Two things take place at the closing and will be described in more detail below: signing documentation and distribution of funds.
Who attends and how long will settlement take?
Most of the time, the sellers, the buyers and both realtors will attend. A settlement officer from the title company will run the settlement. It usually takes about 1-2 hours.
Papers You Will Sign As Buyers
(the first 4 are for purchases involving a loan)

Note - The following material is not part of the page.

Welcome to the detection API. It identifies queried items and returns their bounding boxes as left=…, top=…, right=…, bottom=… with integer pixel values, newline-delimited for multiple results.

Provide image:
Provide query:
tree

- Truth in Lending Disclosure – describes the interest rate on your mortgage
- Note – promises that you will repay the bank
- Mortgage – states that if you do not pay, the bank can foreclose on your home
- Escrow paperwork – establishes the process of collecting money from you on a monthly basis so the bank has funds to pay taxes and insurance when those payments are due
- Deed – states that the sellers are signing the property over to the buyers
- Tax forms – puts the property taxes in your name
- Name affidavit – verifies names that the buyers have used over time
- Corrections agreement – authorizes the title company to resubmit papers for additional signing if mistakes are found
- HUD-1 Settlement Statement – outlines all of the money that changes hands in the transaction
(This list is a good sample, but there could be additional forms required by your lender)
Distribution of Funds
- The sellers will receive a check for proceeds they earned from the sale.
- The real estate agents will receive a check for their commissions.
- The buyers will provide a cashier's check to cover their down payment, escrow, title insurance policy, and closing costs.
Explanation of Who Pays
Depending upon what is negotiated in the contract of sale, the buyers and/or sellers pay the fees such as real estate commissions, title insurance, and pro-rated property taxes. In some cases, buyers negotiate to receive money from the sellers that is used to pay some closing costs and fees (some portion or all), or payment of a one-year home warranty. Some items are pro-rated and some are split between the buyer and seller according to length of use, at closing. Property taxes, insurance, homeowner’s association fees or condo fees, and water bills are the most commonly pro-rated items. The most common split item is the transfer tax. The HUD-1 shows line by line each and every expense as well as who is to pay what amount. Therefore, it’s helpful to review the HUD-1 prior to closing if possible.
What Buyers Should Bring to a Closing
As home buyers, your real estate agent and loan officer should provide plenty of coaching on what to bring to your closing. Things you’ll need:
- A cashier’s check (not a personal check) usually made out to the title company for the total amount due on the HUD-1 Settlement statement. This includes your down payment and any closing costs that are your responsibility.
- Personal identification with photo – can be your driver’s license or passport
What Buyers Receive at Closing
Lots of paperwork….and a set of keys! Congratulations!